Useful trees for frontier living: Elm
Here's an excellent youtube video for tree identification purposes. Many times people have the knowledge, or some are great teachers, or some are good at camera work and editing, but rarely do they have all of those talents. It's why a team created a film usually.
This one talks about three wild edibles: the samaras of the elm (seed pods) contain a good source of protein, the basswood (lime tree) buds which are good, and the maple seeds you probably played with as a kid which are packed with nutrition.

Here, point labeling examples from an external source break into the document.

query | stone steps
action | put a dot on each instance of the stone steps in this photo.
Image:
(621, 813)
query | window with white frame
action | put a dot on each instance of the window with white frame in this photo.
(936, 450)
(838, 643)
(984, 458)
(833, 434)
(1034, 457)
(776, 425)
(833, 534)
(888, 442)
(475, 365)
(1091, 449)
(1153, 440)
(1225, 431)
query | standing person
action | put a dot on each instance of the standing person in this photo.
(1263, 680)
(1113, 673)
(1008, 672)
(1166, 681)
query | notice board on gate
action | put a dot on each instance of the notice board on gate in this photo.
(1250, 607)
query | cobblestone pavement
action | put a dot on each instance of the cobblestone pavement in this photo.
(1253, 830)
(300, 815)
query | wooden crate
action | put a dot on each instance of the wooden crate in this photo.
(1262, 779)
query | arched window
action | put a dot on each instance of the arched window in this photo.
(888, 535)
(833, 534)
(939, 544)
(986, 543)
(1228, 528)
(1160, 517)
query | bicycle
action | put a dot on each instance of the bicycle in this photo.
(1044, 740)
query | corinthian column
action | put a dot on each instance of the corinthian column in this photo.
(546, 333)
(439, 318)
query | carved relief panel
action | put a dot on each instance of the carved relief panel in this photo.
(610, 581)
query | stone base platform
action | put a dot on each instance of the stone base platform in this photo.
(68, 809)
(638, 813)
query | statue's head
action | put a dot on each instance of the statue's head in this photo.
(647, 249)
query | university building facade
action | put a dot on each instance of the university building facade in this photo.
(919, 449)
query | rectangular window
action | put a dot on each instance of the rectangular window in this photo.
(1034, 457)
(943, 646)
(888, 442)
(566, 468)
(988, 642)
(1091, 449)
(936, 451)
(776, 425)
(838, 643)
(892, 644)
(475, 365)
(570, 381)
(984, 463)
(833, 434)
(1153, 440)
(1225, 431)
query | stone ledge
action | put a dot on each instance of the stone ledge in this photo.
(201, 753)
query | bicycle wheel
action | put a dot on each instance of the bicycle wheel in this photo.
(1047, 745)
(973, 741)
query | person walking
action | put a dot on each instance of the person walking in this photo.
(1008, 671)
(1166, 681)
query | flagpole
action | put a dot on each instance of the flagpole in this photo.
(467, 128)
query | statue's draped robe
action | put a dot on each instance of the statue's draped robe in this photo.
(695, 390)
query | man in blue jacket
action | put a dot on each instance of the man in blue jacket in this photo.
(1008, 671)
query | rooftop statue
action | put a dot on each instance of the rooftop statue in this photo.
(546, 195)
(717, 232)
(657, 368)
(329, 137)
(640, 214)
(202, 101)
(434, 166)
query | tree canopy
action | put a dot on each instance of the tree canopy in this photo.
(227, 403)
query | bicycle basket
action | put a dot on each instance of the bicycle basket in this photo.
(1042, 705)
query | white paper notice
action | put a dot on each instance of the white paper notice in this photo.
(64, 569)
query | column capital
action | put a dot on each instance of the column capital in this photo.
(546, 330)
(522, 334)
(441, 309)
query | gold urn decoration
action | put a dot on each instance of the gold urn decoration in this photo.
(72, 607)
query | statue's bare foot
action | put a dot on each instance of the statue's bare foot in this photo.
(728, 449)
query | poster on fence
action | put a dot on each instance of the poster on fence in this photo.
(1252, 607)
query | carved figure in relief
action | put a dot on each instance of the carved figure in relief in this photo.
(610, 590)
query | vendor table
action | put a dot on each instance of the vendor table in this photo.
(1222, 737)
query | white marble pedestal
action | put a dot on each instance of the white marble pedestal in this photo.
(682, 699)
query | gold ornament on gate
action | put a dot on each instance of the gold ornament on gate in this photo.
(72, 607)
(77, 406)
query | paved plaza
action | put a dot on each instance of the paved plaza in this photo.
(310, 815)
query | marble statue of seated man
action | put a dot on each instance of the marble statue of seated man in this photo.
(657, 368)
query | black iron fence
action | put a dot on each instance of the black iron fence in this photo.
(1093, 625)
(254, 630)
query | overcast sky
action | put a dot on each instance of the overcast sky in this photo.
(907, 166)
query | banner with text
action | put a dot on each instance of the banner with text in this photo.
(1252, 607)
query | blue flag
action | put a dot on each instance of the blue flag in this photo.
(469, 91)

Another video which is solely about the slippery elm:
Elms, like pines, have a layer called the cambrium which has a lot of protein in it plus vitamins and minerals. In Norway, there was a famine, and they ended up eating this and saving a lot of lives. The First People ate it too. Of course, it doesn't taste great, but people noticed that that layer produced a slippery substance, something that is scientifically categorized as mucilagenous. That means it's perfect as a salve, and it's used today in herbal teas to coat a sore throat, and it's so very excellent when aching. It also was used for wounds by tribal people. Today it is useful for people with irritable bowel syndrome, a condition which is caused by stress and scrapes away a portion of the intestinal mucus, and this causes issues irritation in that region.
If one knew how to harvest the bark and seeds, then you'd feed your family plus help them medicinally.
In addition, the way that an elm forms it's wood, it is a whirl of growth, and so it was used to make wagon wheels, excellent bows when yews were not available, or any lumbar that resisted splitting.